The actual impacts of such taxes and subsidies are not this simple. Consider first the tax side. A carbon tax is intended to increase prices of goods or services whose production generates CO2 emissions, lowering demand and ultimately production and emissions. But in the U.S., demand for many carbon-intensive things — such as gasoline for automobiles and electricity for heating and cooling — is highly inelastic. This means higher prices don’t significantly reduce the number of miles that people drive or how much electricity they use. What higher prices for carbon intensive goods and services will almost certainly do is to severely punish poor and middle class households with higher costs for life’s necessities — like driving to work and heating the house, leaving less money for truly discretionary spending.
If carbon taxes do more than this, and actually reduce CO2 emissions, then they actually may succeed too well.

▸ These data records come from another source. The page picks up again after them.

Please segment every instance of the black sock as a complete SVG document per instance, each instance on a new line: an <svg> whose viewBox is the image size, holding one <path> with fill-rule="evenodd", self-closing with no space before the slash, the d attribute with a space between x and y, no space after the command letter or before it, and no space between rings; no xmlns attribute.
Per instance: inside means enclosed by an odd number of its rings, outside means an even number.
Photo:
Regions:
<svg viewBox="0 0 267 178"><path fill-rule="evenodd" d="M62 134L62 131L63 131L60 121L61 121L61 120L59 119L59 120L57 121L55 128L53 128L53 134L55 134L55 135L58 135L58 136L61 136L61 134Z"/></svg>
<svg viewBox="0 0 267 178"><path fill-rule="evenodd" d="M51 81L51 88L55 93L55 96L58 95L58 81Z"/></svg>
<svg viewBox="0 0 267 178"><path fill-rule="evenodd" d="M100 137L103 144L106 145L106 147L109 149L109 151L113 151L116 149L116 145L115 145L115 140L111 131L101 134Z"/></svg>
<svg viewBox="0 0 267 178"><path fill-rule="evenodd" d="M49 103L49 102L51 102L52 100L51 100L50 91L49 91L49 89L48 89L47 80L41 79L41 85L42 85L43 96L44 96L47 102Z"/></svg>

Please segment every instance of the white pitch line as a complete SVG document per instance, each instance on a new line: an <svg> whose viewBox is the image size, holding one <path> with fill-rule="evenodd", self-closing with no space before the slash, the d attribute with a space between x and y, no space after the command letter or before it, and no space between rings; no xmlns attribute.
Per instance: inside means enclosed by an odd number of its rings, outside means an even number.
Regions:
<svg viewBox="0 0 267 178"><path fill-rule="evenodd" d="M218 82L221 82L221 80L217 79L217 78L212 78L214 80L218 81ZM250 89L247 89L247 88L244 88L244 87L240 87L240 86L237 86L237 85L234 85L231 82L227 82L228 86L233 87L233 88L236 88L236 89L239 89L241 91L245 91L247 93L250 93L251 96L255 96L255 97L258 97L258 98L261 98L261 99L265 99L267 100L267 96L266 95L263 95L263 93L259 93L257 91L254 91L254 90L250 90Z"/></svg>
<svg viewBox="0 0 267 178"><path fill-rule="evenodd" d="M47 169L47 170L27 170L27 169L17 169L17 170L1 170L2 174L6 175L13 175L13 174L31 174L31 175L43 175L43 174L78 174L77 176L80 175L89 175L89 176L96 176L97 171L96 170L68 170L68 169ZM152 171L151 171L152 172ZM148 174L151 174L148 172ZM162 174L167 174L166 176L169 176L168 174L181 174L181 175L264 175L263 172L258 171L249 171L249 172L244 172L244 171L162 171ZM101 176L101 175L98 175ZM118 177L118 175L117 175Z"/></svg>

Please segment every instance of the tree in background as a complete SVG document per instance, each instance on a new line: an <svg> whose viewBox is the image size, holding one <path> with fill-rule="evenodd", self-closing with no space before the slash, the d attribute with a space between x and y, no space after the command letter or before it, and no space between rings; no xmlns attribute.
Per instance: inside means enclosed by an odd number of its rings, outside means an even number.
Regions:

A major justification for carbon taxes is that the revenues from such taxes can be used to lower other taxes that distort incentives while allowing funding of public services to remain unaffected. But as the history of state cigarette taxes — used to fund public schools — shows, once governments become dependent on a tax source, their incentive is to increase the tax level to get more funding, even if the data show that this increase may not be achieving its ostensible aim.